April 20, 2026 | Business+Finance, Climate, Compostable Products, Composting, Contamination, General

Compostable Packaging Acceptance Up 9% Since 2023


Top Photo Credit: Doug Pinkerton for BioCycle

Caroline Barry

Five years ago, conversations about compostable packaging were defined by the promise of material innovation. If food-contact packaging was designed to break down in industrial compost systems, then both the packaging and the food scraps it carries could be recovered together, enabling composters to divert more organics from landfill while supporting a more circular economy.

As interest in these materials grew, so did a harder set of questions:

  • Would composting facilities accept these materials?
  • Could consumers identify and dispose of compostable packaging correctly?
  • And could composters manage these materials without taking on added contamination and cost?

Those questions have shaped the evolution of the sector over the past five years and guided the work of the Closed Loop Partners’ Center for the Circular Economy’s Composting Consortium, which just released its impact report.

One of the Consortium’s most significant contributions has been its research on compostable packaging disintegration. Through the largest known singular field test of its kind in North America, the Consortium tested more than 23,000 certified compostable packaging units across 10 commercial composting facilities and six composting technologies, offering a clearer picture of how materials perform across different processing conditions, composting technologies and timeframes.
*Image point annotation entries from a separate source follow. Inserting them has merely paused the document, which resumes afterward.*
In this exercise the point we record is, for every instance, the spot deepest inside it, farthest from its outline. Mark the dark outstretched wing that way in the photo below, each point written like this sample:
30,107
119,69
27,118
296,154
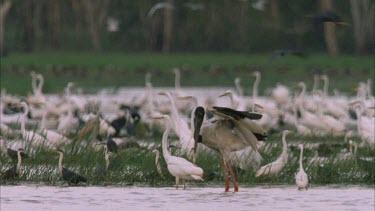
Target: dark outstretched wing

The findings reinforced a useful truth. The success of compostable packaging depends not only on material design and certification, but on the realities of composting methods and operating conditions. To help advance the field beyond individual studies, the Consortium donated anonymized data to the Compostable Field Testing Program (CFTP), contributing to an open-source dataset the sector can continue to build on.

Another major area of impact was the Composting Consortium Grant Program, led in partnership with the Biodegradable Products Institute (BPI) with support from the US Composting Council (USCC). In total, $200,000 in grant funding supported eight composter- and municipal-led projects across the U.S., helping facilities and communities improve infrastructure, integrate new approaches, and expand composting programs inclusive of compostable packaging.

Collectively, these projects expanded organics recycling access to nearly 240,000 U.S. households, giving more than half a million people access to food waste and compostable packaging collection. These efforts contributed a 9% increase in acceptance pathways for compostable packaging, based on BioCycle’s 2023 national food waste collection access and full-scale food waste composting infrastructure surveys.

The Consortium also undertook first-of-its-kind research into contamination – a persistent challenge facing composters. Across 10 composting sites, the research showed that conventional plastics remain the leading source of contamination and cost, accounting for 21% of operating expenses. Complementary research on labeling and design demonstrated that consumers are significantly more likely to correctly identify compostable packaging when it uses clear, consistent cues.

Over five years, the Consortium engaged more than 50 partners across the value chain, including composters who opened their facilities to testing, municipalities willing to pilot new approaches, and brands and material innovators who remained engaged through technical, operational, and policy complexities.

Industry organizations played an especially critical role. The USCC provided technical expertise, operational perspective, and strong alignment with composter realities, while BPI served as a key partner in translating shared research into practical guidance and funding pathways. Research partners, including RRS and CFTP, helped ensure rigorous analysis grounded in real world conditions.

Together, these partners did more than participate in research. They helped shape it. Their willingness to test assumptions, share data, and engage candidly ensured the Consortium’s findings reflected the operational realities that composters and municipalities face every day.

The U.S. composting industry has made meaningful progress over the last five years, but challenges remain. Contamination, uneven facility acceptance, and consumer confusion continue to constrain recovery. The Consortium’s work reinforces that compostable packaging is most effective as part of a broader organics recovery strategy – one grounded in clear design standards, aligned policies, education, and facility readiness.

Moving forward, the Closed Loop Center will build on the foundation of the Composting Consortium, as the initiative concludes, sharing practical insights through its knowledge hub, supporting implementation-focused research, and convening stakeholders to strengthen composting infrastructure nationwide. If there is one takeaway from the past five years, it is that progress in building a circular organics system depends on sustained collaboration, real world testing, and a shared commitment to improving outcomes over time.